Re: [PATCH v2] mm, hugetlb: set PageLRU for in-use/active hugepages

2015-02-17 Thread Naoya Horiguchi
On Tue, Feb 17, 2015 at 04:02:49PM -0800, Andrew Morton wrote:
> On Tue, 17 Feb 2015 15:57:44 -0800 Andrew Morton  
> wrote:
> 
> > So if I'm understanding this correctly, hugepages never have PG_lru set
> > and so you are overloading that bit on hugepages to indicate that the
> > page is present on hstate->hugepage_activelist?
> 
> And maybe we don't need to overload PG_lru at all?  There's plenty of
> free space in the compound page's *(page + 1).
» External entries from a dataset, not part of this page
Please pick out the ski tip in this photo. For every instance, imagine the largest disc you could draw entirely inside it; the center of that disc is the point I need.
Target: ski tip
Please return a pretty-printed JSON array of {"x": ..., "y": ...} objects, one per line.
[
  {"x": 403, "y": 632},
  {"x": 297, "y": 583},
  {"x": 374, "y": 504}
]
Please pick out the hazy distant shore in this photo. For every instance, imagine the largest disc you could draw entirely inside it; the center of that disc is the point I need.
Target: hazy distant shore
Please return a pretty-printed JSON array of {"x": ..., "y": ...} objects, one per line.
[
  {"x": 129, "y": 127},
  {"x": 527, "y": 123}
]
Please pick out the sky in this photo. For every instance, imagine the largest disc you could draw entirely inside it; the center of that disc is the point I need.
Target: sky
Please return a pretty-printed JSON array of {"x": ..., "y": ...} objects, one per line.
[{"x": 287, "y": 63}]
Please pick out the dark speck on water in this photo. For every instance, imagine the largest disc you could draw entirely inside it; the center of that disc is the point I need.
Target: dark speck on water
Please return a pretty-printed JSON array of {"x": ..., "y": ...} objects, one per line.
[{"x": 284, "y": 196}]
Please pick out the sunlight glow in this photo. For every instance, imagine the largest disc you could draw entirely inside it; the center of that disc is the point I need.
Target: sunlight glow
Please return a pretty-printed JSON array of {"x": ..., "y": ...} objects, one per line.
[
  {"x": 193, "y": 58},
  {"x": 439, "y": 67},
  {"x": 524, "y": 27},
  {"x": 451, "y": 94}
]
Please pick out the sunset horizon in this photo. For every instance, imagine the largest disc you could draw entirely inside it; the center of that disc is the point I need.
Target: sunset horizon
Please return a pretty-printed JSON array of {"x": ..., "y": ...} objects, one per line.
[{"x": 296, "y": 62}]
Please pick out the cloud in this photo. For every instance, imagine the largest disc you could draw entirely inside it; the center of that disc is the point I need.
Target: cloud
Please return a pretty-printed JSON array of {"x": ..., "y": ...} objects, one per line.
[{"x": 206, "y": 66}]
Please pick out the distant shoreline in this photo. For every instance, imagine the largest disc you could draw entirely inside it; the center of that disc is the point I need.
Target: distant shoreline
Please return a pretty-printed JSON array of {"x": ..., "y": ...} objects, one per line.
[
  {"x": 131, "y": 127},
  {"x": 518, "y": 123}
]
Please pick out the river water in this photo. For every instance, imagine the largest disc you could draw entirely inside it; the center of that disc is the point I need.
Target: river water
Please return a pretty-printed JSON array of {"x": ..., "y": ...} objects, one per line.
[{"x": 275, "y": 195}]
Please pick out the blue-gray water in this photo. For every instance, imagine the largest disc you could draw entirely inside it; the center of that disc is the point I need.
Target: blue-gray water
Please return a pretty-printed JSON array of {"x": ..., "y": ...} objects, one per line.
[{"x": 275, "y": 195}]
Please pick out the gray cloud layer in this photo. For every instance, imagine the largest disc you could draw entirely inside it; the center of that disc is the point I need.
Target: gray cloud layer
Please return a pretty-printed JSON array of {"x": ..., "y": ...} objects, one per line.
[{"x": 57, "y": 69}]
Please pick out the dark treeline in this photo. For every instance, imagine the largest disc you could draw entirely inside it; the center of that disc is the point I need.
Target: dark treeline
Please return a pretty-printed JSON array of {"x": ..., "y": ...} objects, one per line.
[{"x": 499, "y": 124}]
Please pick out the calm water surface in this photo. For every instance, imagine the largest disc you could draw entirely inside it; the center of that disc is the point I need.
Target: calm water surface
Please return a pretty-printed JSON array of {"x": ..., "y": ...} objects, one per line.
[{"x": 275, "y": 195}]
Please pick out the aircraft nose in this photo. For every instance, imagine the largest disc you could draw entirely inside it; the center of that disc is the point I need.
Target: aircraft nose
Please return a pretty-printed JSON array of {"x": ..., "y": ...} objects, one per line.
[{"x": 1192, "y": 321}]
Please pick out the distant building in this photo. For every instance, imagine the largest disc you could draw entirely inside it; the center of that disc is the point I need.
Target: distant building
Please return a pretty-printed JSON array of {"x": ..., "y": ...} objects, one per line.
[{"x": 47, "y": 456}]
Right, that's not necessary. So I'll use PG_private in *(page + 1), that's
unused now and no worry about conflicting with other usage.

Thanks,
Naoya Horiguchi--
To unsubscribe from this list: send the line "unsubscribe linux-kernel" in
the body of a message to majord...@vger.kernel.org
More majordomo info at  http://vger.kernel.org/majordomo-info.html
Please read the FAQ at  http://www.tux.org/lkml/


Re: [PATCH v2] mm, hugetlb: set PageLRU for in-use/active hugepages

2015-02-17 Thread Naoya Horiguchi
On Tue, Feb 17, 2015 at 03:57:44PM -0800, Andrew Morton wrote:
> On Tue, 17 Feb 2015 09:32:08 + Naoya Horiguchi 
>  wrote:
> 
> > Currently we are not safe from concurrent calls of isolate_huge_page(),
> > which can make the victim hugepage in invalid state and results in BUG_ON().
> > 
> > The root problem of this is that we don't have any information on struct 
> > page
> > (so easily accessible) about the hugepage's activeness. Note that hugepages'
> > activeness means just being linked to hstate->hugepage_activelist, which is
> > not the same as normal pages' activeness represented by PageActive flag.
> > 
> > Normal pages are isolated by isolate_lru_page() which prechecks PageLRU 
> > before
> > isolation, so let's do similarly for hugetlb. PageLRU is unused on hugetlb 
> > now,
> > so the change is mostly just inserting Set/ClearPageLRU (no conflict with
> > current usage.) And the other changes are justified like below:
> > - __put_compound_page() calls __page_cache_release() to do some LRU works,
> >   but this is obviously for thps and assumes that hugetlb has always 
> > !PageLRU.
> >   This assumption is not true any more, so this patch simply adds if 
> > (!PageHuge)
> >   to avoid calling __page_cache_release() for hugetlb.
> > - soft_offline_huge_page() now just calls list_move(), but generally callers
> >   of page migration should use the common routine in isolation, so let's
> >   replace the list_move() with isolate_huge_page() rather than inserting
> >   ClearPageLRU.
> > 
> > Set/ClearPageLRU should be called within hugetlb_lock, but hugetlb_cow() and
> > hugetlb_no_page() don't do this. This is justified because in these function
> > SetPageLRU is called right after the hugepage is allocated and no other 
> > thread
> > tries to isolate it.
> 
> Whoa.
> 
> So if I'm understanding this correctly, hugepages never have PG_lru set
> and so you are overloading that bit on hugepages to indicate that the
> page is present on hstate->hugepage_activelist?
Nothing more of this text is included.